Katherine preferred working in the humanities, but unfortunately that wasn’t where the grants usually were. She had had employers she liked better; still, Dr. Smith and Dr. Haraki were all right. Only Dr. Einsam was impossible.

In the first place, he wasn’t even a professor at U.C.L.A.; he just had some sort of temporary research appointment. He was really a psychiatrist, with an office over in Beverly Hills. Although Katherine had never met a psychiatrist before, either socially or as a patient, Dr. Einsam exemplified her prejudices against the profession. He was lazy, untrustworthy, and opinionated.

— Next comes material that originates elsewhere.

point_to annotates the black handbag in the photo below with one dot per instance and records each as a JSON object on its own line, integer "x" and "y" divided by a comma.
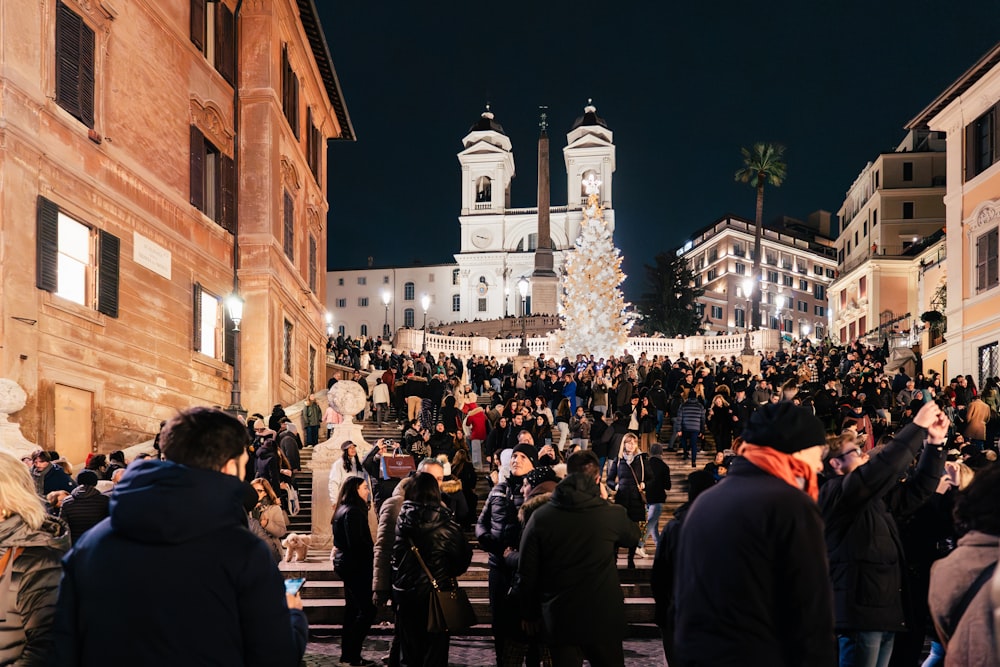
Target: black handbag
{"x": 447, "y": 611}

He came late to meetings, having read different articles and prepared different outlines from those he had promised to read and prepare, or none at all; and in discussions he kept introducing topics that had little or no connection with the project. He thought he knew everything. He ridiculed and contradicted his colleagues to their faces, and they did not object, out of good nature, or out of fear. And he ridiculed Katherine. He asked her personal questions, or made personal remarks, in front of everyone. Last week he told her that he liked the shoes she had on better than the ones she was wearing to work before, because they were more feminine; didn’t Bert and Charlie agree that these shoes were more feminine? So then they all looked at Katherine’s feet. Dr. Smith said that he had never noticed the other shoes; Dr. Haraki, who was really very sweet, said that he had never thought any of Mrs. Cattleman’s shoes were masculine. No, not masculine, Dr. Einsam said. Neuter.